ONLY LOVERS LEFT ALIVE (dos vampiros, sem título em português)

A superfície do planeta Terra é água, setenta e cinco por cento. O corpo humano é água na proporção de três partes por uma de matéria sólida. A disputa pelo petróleo leva à guerra e as cidades queimarão num futuro próximo, onde houver água em abundância ali a vida exuberante atraíra multidões, outra guerra se anuncia. O fim da espécie humana é repetir ciclos de destruição, tornar a pureza diluída em excrementos industriais.

Nesse imaginário o futuro é uma rota de fuga sem saída, espelha no passado romântico a insatisfação de um ser inadequado. Vampiro, imortal e romântico, o antiherói vive à procura da morte.

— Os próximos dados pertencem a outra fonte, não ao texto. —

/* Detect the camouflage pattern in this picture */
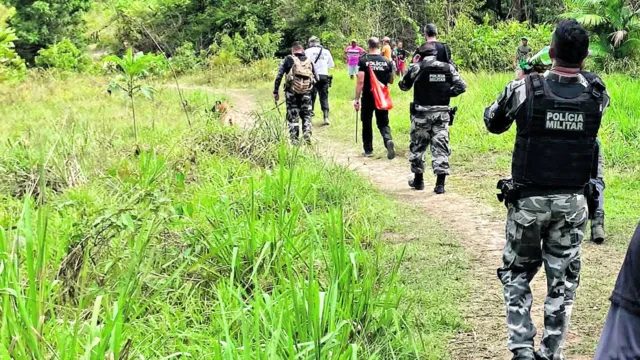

Teria adquirido esse “mal estar” na convivência com “estúpido e cansativo” Lord Byron, no final do século XVIII. É assim que a imagem do vampiro, anti-herói romântico, parece colada e semelhante à do poeta inglês Lord Byron.

Mas quem é Byron e porque romântico?

George Gordon Byron - 6º Barão Byron de Londres, 1788-1824. É uma das figuras mais influentes do romantismo: Byron é considerado um dos maiores poetas europeus, é muito lido até os dias de hoje. Toda a obra de Byron exprime o pessimismo romântico, a tendência a se voltar contra os outros, contra a sociedade. Ante as convenções morais e religiosas, seus personagens têm o charme cínico do herói demoníaco. Sua fama não se deve somente aos seus escritos, mas também a sua vida – amplamente considerada extravagante, inclui numerosas amantes, dívidas, separações e alegações de incesto. Encontrou a morte prematuramente.

De volta ao filme: “Only Lovers Left Alive”, dirigido por Jim Jarmusch, é uma surpresa visual bem acabada recheado de música “divina” inspirada nas mil e uma noites do oriente libanês.

Dois vampiros atravessam os séculos, irmanados e amantes. Interpretados Tilda Swinton e Tom Hiddleston , solitários individualistas, buscam o que lhes dê sobrevida. Sangue não basta, é preciso sangue puro.

A pureza é o ponto de partida e a linha de chegada no discurso que permeia as sequências noturnas ilustradas por melodias quase úmidas de citaras eletrônicas.

Nas vielas de Beirute (se não for Beirute pode ser São Paulo, ou um gueto de Nova York) os vampiros recusam a oferta de traficantes que oferecem “o que vocês precisam... a melhor... a pura... o que vocês procuram!”. Na eminência do desespero é melhor morrer na abstinência que se “alimentar” com o que está “contaminado”. O sangue dos zumbis (assim são chamados os humanos mortais) está tão sujo de dejetos da indústria quanto diluído em água. A água é a fonte de vida para o planeta e a vida na terra, no entanto resta poluída assim como o sangue nas artérias dos zumbis/humanos.

A preciosidade líquida, vermelha, e densa do sangue O+ PURO seria motivo de outra guerra se o vampiro, nesse filme, não fosse a tradução das nossas inspirações mais secretas do que julgamos ser o “bom convívio”. Matar para sobreviver não é mais estratégia viável, coisa “tão século XV”. O sangue que os alimenta não está nos corpos das pessoas medíocres que parecem viver, mas nos hospitais, hemocentros e cápsulas anti-coaguladoras adquiridas mediante suborno e propina.

Quando, finalmente, o cálice de sangue puro é degustado o que vemos é o êxtase que só “o sangue puro”, ou a heroína poderia, poderia proporcionar. Em nenhum momento do filme a droga, extraída da papoula cultivado nos altiplanos do Afeganistão, é mencionada. É na alusão ao estilo de vida que o “conjunto da obra” insinua o desencanto elegante e a sofisticação decadente.